(astronomy) The study which attempts to reconstruct the astronomical knowledge and activity of prehistoric people and its influence on their cultures and societies.
The interdisciplinary study that attempts to determine how much astronomy prehistoric people knew and how it influenced their lives. It involves multiple disciplines: astronomy to chart the heavens, archeology to probe the cultural context, engineering to survey sites, and ethnology to provide clues to the cultural past. Archeoastronomy has prompted valuable insights into the astronomy of the past, even to revolutionizing some models of prehistoric cultures. It has been suggested that archeoastronomy and its loose family of disciplines should be subsumed under a broader study, cultural astronomy. The reason to do cultural astronomy is that the sky can perform a special role in the scheme of cultural systems. The sky then serves as a cultural resource of many uses. The cultural context is the key to understanding the findings of archeoastronomers. Finding astronomical orientations at sites is easy; interpreting these as intentional alignments is hard. It is necessary to consider what their purpose might be (to keep a seasonal calendar? to regulate sacred time? both or neither?). The great danger is the imposition of modern astronomy and culture upon an alien culture of the past. See also Archeoastronomy; Astronomy.
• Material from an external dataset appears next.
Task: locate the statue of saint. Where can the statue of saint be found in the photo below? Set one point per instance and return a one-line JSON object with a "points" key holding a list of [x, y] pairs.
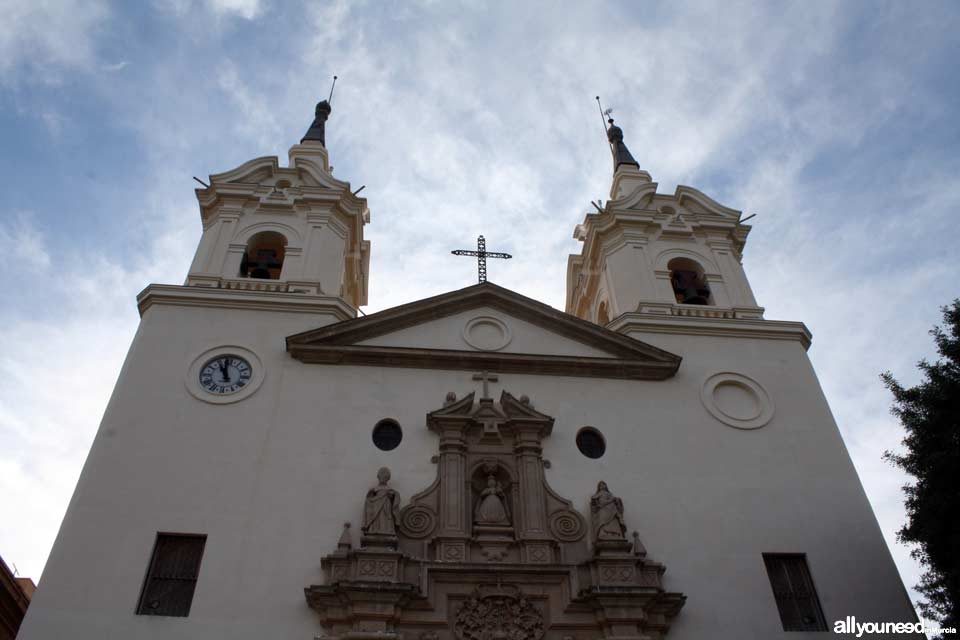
{"points": [[606, 511], [492, 507], [382, 507]]}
Every prehistoric culture appears to have developed its own astronomy. The traditional navigators of Oceania needed to memorize guide stars and to employ them as the bearing markers for island-to-island travel over thousands of kilometers of water. The Carib people of northern South American developed a calendar that relied on the positions of stars relative to each other and to the Sun at times of rising and setting. A bone from the shores of Lake Edward, Zaire and Uganda, may have markings of a lunar calendar, tallied at a time over 8000 years ago, perhaps used to forecast marine activity or the weather; a focus on the Moon continues in Africa today. Chinese astronomical records cut into bones and shells may have begun as early as the twelfth century B.C., well before the Babylonians incised their earliest records on clay.
By the time the Spanish invaded Mesoamerica and South America, the use of astronomy went well beyond complex systems of cycles and calendars. For instance, in some Mayan cities knowledge of the cycles of Venus timed the onset of warfare. In others, key political events incorporated the summer solstice and perhaps conjunctions of Jupiter and Saturn. Ancient Inca city planning and politics embodied astronomy, such as the ceque system of radial lines from the Temple of the Sun in the valley of Cuzco. These lines mark the directions to sacred places as well as to specific astronomical phenomena. The ceque system had a calendric manifestation in knotted cords that tallied the days of the agricultural year.